CANDY Candy is one of handful of films I could say I truly, madly, deeply fell in love with when I first saw it. I went and saw it multiple times in the the cinema. Just to spend time with it. I’m a hopeless romantic and there is something hoplessley romantic about this tragic junkie love story that got under my skin and it’s still there.
DOGS IN SPACE I was obsessed with girl who was obsessed with this film and by default I got obsessed with it to. The first time I visited Melbourne I tracked down the Richmond house where the film was shot. It was a pilgrimage that helped solidify my love for Melbourne and I moved here soon after. The end sequence where they cut around the house and all it’s empty rooms still pops into my head often. That sequence and the film as a whole has influenced alot of what I've done on screen in many ways.
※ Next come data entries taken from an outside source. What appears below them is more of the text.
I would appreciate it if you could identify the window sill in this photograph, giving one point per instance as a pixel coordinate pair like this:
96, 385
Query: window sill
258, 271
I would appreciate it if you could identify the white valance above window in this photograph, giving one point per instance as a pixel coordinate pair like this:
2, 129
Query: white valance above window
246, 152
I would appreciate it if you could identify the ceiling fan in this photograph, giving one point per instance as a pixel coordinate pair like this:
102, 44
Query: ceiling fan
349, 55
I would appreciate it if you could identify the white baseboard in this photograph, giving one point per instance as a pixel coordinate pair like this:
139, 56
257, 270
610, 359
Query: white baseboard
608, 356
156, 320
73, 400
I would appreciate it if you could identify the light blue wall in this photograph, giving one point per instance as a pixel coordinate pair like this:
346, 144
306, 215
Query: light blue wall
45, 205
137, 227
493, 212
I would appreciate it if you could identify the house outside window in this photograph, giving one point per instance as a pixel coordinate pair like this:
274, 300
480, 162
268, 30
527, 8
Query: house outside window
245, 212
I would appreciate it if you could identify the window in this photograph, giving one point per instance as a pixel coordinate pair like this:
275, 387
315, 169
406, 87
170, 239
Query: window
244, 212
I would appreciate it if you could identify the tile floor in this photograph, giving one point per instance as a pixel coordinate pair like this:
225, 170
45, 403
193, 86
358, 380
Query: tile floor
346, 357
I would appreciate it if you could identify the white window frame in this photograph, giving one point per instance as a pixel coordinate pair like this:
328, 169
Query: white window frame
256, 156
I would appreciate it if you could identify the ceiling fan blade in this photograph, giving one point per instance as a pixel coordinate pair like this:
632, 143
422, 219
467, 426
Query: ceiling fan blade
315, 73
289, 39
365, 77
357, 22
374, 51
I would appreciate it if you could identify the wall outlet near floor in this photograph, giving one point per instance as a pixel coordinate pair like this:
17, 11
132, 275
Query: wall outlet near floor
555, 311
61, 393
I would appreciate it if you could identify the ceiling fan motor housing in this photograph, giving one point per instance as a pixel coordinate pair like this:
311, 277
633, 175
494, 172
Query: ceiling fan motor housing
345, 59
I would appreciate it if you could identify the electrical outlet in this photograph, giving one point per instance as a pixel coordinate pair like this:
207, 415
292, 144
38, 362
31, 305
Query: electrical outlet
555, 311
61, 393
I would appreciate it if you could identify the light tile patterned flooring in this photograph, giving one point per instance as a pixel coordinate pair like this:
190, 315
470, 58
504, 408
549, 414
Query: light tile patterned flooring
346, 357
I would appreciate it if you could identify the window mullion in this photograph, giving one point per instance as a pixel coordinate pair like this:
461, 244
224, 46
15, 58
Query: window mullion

LAST RIDE My list, my film. My road movie featuring Hugo Weaving as a guy who takes his ten year old son on the run through the deserts of South Australia. Making this film was dream come true and many have said it's Hugo's finest on screen performance. I tend to agree.
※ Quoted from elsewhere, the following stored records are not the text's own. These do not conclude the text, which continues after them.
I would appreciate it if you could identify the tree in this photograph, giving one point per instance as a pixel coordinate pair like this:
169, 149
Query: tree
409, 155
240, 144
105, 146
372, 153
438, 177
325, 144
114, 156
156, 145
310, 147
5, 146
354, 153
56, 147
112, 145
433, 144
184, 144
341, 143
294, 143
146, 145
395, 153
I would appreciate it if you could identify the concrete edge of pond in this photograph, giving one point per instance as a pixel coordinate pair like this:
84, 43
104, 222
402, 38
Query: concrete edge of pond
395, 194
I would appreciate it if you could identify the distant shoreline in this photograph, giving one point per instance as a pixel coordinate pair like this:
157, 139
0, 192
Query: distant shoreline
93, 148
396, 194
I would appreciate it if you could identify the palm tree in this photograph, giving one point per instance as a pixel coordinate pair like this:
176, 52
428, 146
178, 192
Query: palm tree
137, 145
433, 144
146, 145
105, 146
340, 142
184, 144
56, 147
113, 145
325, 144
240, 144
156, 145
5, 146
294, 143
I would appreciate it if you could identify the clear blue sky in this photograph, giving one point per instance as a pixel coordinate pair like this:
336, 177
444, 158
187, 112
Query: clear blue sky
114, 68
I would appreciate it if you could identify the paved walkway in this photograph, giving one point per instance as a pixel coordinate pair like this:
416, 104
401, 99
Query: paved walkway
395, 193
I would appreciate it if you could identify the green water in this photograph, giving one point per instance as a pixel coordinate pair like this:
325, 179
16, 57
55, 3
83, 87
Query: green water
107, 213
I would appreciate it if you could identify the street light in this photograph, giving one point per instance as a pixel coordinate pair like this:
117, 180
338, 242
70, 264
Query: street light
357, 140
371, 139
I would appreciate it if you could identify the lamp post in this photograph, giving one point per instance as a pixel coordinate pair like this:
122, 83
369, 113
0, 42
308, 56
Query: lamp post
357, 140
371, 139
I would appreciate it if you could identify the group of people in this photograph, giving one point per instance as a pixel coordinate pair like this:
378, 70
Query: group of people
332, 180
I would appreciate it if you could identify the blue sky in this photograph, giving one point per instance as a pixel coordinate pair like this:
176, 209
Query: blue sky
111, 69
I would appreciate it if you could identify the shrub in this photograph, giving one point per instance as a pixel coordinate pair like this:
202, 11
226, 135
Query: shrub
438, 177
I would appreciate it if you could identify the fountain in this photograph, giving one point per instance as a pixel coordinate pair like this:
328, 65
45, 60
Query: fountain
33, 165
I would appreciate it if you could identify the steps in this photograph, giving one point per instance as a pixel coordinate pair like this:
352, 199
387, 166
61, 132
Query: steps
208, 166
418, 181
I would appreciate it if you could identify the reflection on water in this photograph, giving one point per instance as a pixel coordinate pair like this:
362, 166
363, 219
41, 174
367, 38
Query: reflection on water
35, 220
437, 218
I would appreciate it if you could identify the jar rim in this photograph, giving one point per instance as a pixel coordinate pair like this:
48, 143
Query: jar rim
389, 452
PICNIC AT HANGING ROCK Probably the scariest film I've ever seen. Have you been to Hanging Rock? It’s a really weird and eery place even without the 19th Century private school girls wondering around staring at frill neck lizards. The directors cut is way better than the original and surprisingly shorter. (check out this great comparison between the original and the directors cut)
PRAISE So worth seeing and in particular for Sascha Horler’s killer performace as obsessive Cynthia. I remember sitting in the dark at the Nova, jaw on the ground watching her have sex while scratching the eczema on her chest. Such a beautifully raw character. Sascha Horler totally committed to it and I'm a huge fan till this day.
VAN DIEMANS LAND This bleak, minimalist and unapolgetically art house imagining of the escape of irish convict Alexander Pearce and his mates. Don’t watch with friends on an empty stomach. Humans taste a little like chicken apparently. History Core!
RAZOR BACK When your 13 and living in a small town in country NSW, Razor Back is a really important aspect of your life. Partly because you know people who go out hunting pigs for real. But mostly because the idea that there really could be a giant feral pig out in the surrounding bush brings your imagination to life. This was my JAWS!
THE BOYS If I could choose any of the films in this list as the film I most wish I made, I think it would be this one. There is something so hypnotically menacing about this film. It's tone just grabs you from the first frame and doesn’t let go. I saw it with a girlfriend at the Greater Union on Russell Street and she didn't speak for a few hours afterward. Speechless, literally. Creepy.